Grotendeels omdat kanker zo dodelijk bleef, kwam het ziekenhuis al snel in financiële problemen. Het kwam bekend te staan als “de Bastille”, een plaats die gevreesd en gemeden moest worden door patiënten en mecenassen. Rond de eeuwwisseling veranderden de beheerders van het geplaagde ziekenhuis de naam in het General Memorial Hospital en begin jaren twintig in het General Memorial Hospital for the Treatment of Cancer and Allied Diseases. Door de decennia heen zette het ziekenhuis zich moeizaam in voor zijn voornaamste doel, het vinden van een geneesmiddel tegen kanker.

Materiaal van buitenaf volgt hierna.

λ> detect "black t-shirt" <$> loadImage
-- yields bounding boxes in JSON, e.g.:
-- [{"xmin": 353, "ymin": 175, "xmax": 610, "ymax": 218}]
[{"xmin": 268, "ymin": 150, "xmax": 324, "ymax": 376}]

In 1955 verhuisde het General Memorial Hospital for the Treatment of Cancer and Allied Diseases uit de verouderde Central Park West-faciliteit naar zijn nieuwe locatie aan de East Side. Daar groeide het uit tot het huidige Memorial Sloan-Kettering Cancer Center. In deze periode begon het voormalige New York Cancer Hospital in verval te raken. Onder de nieuwe eigenaar van verpleeghuismagnaat Bernard Bergman werd het veranderd in een faciliteit genaamd Towers Nursing Home. Het verpleeghuis werd later berucht om zijn nalatigheid en gebrek aan normen. De bejaarde patiënten getuigden van “afschuwelijke omstandigheden”, waaronder onvoldoende warmte, ongedierte, fysiek misbruik en verwaarlozing. De patiënten waren niet de enigen die verwaarloosd werden. De oude faciliteiten waren onverzorgd, smerig, en een “penetrante geur” vulde de lucht. Het eens smetteloze gebouw werd een trieste verwaarloosde plek. Een staats- en federaal onderzoek volgde op beschuldigingen van Medicaid- en belastingfraude die er uiteindelijk toe leidden dat het tehuis in 1974 zijn deuren moest sluiten. Het voormalige New York Cancer Hospital bleef in zo’n rampzalige toestand achter na de sluiting van het verpleeghuis dat er sprake was van sloop voordat de New York City Landmarks Preservation Commission het ziekenhuisgebouw in 1976 aanwees als een historisch monument.